Is the attached picture the kind of signal you are trying to generate?

This could be saved as a 32 bit floating point .wav file. If you have a small MP3 player in loop mode or computer audio you could feed the signal out to a power mosfet to drive your circuit.

I attached the code so you can change the settings.
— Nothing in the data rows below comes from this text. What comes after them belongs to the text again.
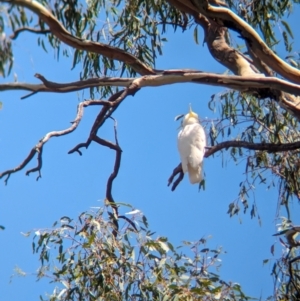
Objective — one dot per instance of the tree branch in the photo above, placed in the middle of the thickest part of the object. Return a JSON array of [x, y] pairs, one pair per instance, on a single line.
[[258, 46], [166, 77], [25, 28], [39, 147]]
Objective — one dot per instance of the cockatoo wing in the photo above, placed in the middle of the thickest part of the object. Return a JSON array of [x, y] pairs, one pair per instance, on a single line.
[[191, 146]]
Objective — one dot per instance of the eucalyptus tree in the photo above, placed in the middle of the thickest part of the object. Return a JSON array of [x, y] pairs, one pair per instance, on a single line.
[[118, 58]]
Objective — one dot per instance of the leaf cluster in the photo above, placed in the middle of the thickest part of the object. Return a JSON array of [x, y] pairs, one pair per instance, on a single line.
[[87, 262]]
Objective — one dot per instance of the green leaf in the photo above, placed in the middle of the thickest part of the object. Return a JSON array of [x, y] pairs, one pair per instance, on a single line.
[[196, 35], [288, 29]]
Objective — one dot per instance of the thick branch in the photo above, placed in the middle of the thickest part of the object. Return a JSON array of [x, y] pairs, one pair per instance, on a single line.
[[65, 36], [166, 77], [241, 83], [257, 45]]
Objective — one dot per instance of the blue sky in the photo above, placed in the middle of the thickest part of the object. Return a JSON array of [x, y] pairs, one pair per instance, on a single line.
[[147, 134]]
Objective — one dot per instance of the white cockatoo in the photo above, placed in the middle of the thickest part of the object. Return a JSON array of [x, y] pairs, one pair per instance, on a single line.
[[191, 146]]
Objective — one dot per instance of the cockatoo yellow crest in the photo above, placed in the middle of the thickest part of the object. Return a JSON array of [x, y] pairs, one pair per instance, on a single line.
[[191, 146]]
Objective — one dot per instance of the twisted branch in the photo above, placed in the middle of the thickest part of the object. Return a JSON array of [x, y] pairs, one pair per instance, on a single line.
[[38, 148]]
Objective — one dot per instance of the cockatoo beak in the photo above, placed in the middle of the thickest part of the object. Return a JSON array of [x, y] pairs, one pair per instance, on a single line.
[[191, 113]]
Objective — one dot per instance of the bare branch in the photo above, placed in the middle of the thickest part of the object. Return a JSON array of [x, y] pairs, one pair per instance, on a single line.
[[32, 30], [65, 36], [177, 171], [258, 46], [166, 77], [39, 147]]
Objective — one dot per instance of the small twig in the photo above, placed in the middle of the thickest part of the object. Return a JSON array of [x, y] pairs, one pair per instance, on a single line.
[[32, 30], [129, 221], [176, 171], [39, 147]]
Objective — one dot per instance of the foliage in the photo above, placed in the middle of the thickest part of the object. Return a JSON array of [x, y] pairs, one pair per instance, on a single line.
[[91, 259], [86, 261]]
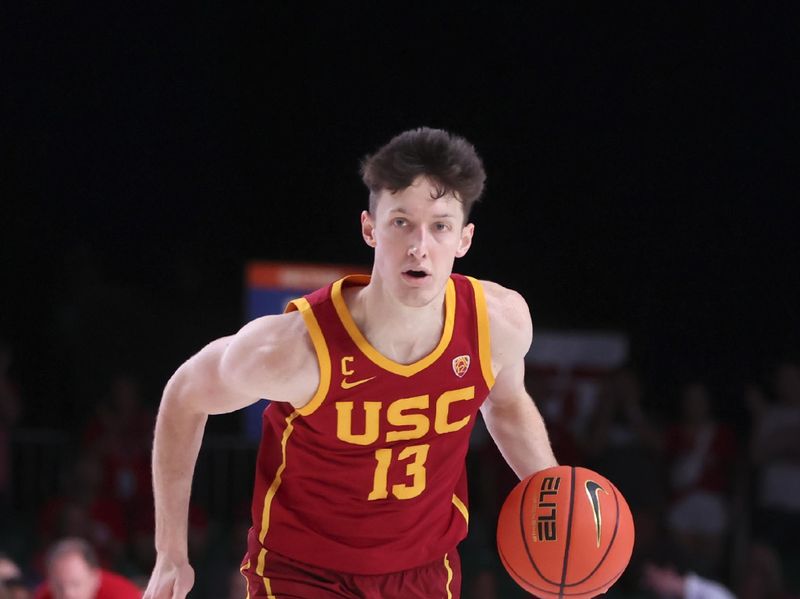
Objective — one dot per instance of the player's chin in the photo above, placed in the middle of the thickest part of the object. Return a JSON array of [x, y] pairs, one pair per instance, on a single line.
[[416, 280]]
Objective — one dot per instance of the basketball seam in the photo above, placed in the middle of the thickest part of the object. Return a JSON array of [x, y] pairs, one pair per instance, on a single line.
[[524, 581], [610, 543], [569, 531]]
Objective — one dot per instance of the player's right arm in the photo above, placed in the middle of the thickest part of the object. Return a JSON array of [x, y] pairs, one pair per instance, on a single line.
[[271, 357]]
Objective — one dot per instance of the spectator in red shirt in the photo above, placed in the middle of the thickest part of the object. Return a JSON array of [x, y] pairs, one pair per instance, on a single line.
[[73, 572], [701, 455]]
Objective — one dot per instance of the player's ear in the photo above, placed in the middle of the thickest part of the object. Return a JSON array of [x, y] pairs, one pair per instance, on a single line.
[[466, 240], [368, 228]]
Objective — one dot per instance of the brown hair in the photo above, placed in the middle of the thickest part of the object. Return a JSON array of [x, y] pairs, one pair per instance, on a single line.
[[450, 162]]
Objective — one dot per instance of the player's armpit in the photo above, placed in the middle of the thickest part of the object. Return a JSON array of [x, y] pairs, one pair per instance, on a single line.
[[511, 327], [274, 358]]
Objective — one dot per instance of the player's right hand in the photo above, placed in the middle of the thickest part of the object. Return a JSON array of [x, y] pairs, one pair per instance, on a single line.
[[170, 580]]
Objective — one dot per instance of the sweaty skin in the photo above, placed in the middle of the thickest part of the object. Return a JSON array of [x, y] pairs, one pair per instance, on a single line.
[[416, 240]]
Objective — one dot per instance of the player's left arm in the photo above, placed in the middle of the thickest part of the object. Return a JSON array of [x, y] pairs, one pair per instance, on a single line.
[[511, 416]]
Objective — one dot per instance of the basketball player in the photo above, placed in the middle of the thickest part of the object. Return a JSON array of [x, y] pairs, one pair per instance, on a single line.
[[375, 385]]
I coded it in Octave which is a open source Matlab like clone.
http://www.gnu.org/software/octave/

For a circuit what I see is a 1Hz square wave signal with a 24Hz square wave. Feed the 1Hz wave into the + of a OpAmp and the 24Hz into the negative. When the 1Hz wave is positive the 24hz wave will be positive. When the 1Hz wave goes negative the 24Hz wave will be negative. So you should get a 12Hz +/- waveform out.

DeepCut

Thanks DTB :)

I've always loved your name now i love you too ;+}

What a novel approach !

Thanks again,

Gary.

DeepCut

Although now i think about it, it would still be a positive signal coming out of the MP3 player :(

OCTAVE looks really, really interesting, a bit like BASIC but specialised.


Gary.

DreamThinkBuild

QuoteAlthough now i think about it, it would still be a positive signal coming out of the MP3 player.

Still positive? How negative do you need them?  ;) I have a MP3 player with multiple test signals(sine, square, etc) 30hz, 50hz, 60hz, 120hz files and they look fine on the scope.

Octave is a really nice language for math processing. I've programmed in other languages but so far Octave is the best when working with signals.